Cardiovascular disease is a leading cause of death in diabetic patients. Hyperglycaemia and iatrogenic hypoglycaemia exacerbate several pathogenic mechanisms underlying hypertension and heart diseases. Carnitine is a potent endogenous antioxidant and cellular fatty acid transporter for antioxidative stress and energy production in the cardiovascular system. The current study aimed to find the role of carnitine in the regulation of hypoglycaemia‐induced hypertension and cardiac hypertrophy.

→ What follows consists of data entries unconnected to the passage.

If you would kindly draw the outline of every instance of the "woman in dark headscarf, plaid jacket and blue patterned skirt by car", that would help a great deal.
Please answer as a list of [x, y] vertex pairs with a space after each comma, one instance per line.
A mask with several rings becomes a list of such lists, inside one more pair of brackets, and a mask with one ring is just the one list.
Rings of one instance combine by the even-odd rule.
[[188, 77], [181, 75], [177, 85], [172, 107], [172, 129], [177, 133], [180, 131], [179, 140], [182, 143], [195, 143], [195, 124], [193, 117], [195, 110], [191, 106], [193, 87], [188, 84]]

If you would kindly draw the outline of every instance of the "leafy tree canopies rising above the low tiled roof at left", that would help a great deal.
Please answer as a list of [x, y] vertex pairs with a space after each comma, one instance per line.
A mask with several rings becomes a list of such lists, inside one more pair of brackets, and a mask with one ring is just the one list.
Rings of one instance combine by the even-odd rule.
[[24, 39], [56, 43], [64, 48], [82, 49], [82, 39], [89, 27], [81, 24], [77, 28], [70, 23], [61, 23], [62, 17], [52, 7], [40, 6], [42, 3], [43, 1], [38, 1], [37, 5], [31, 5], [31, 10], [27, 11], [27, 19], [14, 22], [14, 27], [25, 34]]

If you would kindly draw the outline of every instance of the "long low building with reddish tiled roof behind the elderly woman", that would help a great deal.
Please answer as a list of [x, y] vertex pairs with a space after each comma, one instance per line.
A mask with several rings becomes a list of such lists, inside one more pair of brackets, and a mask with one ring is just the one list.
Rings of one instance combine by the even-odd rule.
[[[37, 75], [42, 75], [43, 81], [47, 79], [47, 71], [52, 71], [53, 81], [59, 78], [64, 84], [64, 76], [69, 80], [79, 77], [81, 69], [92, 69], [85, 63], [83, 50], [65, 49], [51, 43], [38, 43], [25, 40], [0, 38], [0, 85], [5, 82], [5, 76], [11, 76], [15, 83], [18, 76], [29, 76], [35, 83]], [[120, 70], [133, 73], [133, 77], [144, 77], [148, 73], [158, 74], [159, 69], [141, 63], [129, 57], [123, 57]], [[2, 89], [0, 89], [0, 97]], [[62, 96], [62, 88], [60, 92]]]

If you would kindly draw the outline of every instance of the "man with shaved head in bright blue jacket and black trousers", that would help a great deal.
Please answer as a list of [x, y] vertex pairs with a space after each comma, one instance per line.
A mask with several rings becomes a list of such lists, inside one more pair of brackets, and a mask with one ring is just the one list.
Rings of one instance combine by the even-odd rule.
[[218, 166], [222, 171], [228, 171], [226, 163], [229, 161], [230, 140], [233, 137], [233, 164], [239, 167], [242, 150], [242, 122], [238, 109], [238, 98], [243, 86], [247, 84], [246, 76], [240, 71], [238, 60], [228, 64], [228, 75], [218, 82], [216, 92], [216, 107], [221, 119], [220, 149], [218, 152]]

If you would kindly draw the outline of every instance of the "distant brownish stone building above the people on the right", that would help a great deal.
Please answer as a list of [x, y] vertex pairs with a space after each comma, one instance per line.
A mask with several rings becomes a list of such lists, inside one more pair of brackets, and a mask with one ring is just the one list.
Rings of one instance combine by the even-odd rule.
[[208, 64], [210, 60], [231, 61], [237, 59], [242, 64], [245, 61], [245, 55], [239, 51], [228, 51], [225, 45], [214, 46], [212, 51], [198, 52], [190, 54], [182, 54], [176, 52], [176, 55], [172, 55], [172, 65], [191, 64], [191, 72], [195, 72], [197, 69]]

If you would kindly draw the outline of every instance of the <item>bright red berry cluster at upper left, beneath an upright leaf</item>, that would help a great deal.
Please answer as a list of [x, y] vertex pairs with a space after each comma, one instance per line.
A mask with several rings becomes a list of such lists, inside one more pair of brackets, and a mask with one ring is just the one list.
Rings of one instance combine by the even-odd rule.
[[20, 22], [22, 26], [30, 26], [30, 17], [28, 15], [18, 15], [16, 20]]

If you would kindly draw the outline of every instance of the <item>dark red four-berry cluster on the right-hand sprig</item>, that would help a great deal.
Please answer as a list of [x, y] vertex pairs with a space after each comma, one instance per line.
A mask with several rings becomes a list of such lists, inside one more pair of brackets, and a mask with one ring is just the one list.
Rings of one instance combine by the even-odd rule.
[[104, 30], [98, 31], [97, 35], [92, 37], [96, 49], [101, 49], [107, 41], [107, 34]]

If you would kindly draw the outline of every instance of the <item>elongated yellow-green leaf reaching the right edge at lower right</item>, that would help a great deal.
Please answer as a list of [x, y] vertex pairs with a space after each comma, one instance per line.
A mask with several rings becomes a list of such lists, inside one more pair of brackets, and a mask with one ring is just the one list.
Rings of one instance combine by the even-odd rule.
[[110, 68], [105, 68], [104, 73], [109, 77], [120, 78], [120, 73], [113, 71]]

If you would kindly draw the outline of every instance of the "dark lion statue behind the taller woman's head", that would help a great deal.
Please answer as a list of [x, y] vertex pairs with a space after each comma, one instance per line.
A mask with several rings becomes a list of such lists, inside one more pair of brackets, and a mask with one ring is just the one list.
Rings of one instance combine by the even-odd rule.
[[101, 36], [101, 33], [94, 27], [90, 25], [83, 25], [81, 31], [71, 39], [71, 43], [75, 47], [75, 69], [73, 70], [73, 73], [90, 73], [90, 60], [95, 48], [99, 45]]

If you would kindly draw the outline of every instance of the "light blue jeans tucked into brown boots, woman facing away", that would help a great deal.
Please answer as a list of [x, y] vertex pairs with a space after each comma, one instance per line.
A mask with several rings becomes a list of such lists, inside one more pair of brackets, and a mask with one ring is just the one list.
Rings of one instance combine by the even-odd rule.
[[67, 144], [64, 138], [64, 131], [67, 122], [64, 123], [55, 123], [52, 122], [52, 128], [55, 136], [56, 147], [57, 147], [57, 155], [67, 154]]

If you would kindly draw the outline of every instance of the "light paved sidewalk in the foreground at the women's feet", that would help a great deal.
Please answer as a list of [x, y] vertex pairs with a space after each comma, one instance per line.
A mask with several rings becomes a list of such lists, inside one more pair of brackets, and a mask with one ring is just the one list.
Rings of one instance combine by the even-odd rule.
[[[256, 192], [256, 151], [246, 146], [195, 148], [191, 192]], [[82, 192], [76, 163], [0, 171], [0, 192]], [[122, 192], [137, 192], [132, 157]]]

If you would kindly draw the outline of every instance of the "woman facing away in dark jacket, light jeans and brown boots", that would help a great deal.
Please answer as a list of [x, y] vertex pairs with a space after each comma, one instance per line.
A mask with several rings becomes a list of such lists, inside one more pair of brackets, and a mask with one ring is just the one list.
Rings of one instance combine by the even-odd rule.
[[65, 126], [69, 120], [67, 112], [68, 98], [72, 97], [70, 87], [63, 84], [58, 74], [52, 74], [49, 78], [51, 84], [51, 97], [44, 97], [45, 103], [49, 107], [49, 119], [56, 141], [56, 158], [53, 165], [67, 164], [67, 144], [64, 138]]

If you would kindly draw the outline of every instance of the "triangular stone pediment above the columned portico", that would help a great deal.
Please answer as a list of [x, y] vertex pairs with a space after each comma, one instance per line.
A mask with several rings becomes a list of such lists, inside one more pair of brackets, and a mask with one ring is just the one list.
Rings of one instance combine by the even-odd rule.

Male rats received insulin glargine (InG) to induce hypoglycaemia followed by D‐carnitine or acetyl‐L‐carnitine for carnitine depletion or carnitine supplementation, respectively. The obtained results showed that carnitine deficiency provoked hypoglycaemia‐induced hypertension. Mean arterial pressure was elevated from 78.16 ± 11.4 to 100 ± 5.11 mm Hg in InG treated group, and from 78.2 ± 8.5 to 123.4 ± 28.2 mm Hg in InG + D‐carnitine treated group. Acetyl‐L‐carnitine resisted the elevation in blood pressure in all hypoglycaemic animals and kept it within the normal values (68.33 ± 6.7 mm Hg). Acetyl‐L‐carnitine increased myocardial carnitine content leading to the attenuation of hypoglycaemia‐induced oxidative stress, which was evaluated through measurement of the oxidative stress biomarkers such as inducible nitric oxide synthase, NAD(P)H quinone dehydrogenase‐1, heme oxygenase‐I, and glutathione S‐transferase. Moreover, acetyl‐L‐carnitine prevented induction of gene expression of cardiac hypertrophy markers during hypoglycaemic conditions, which was assessed via the evaluation of mRNA expression of α‐myosin heavy chain and β‐myosin heavy chain. These findings demonstrate that carnitine might play an essential role in prevention of hypoglycaemia‐induced hypertension and cardiac hypertrophy through providing energy and antioxidants to the cardiovascular system. The current study investigated the effect of InG‐induced hypoglycaemia on the haemodynamic function and carnitine levels in the heart. The role of carnitine was approved in the prevention of hypoglycaemia‐induced oxidative stress leading to attenuation of the elevated blood pressure and gene expression of cardiac hypertrophy markers.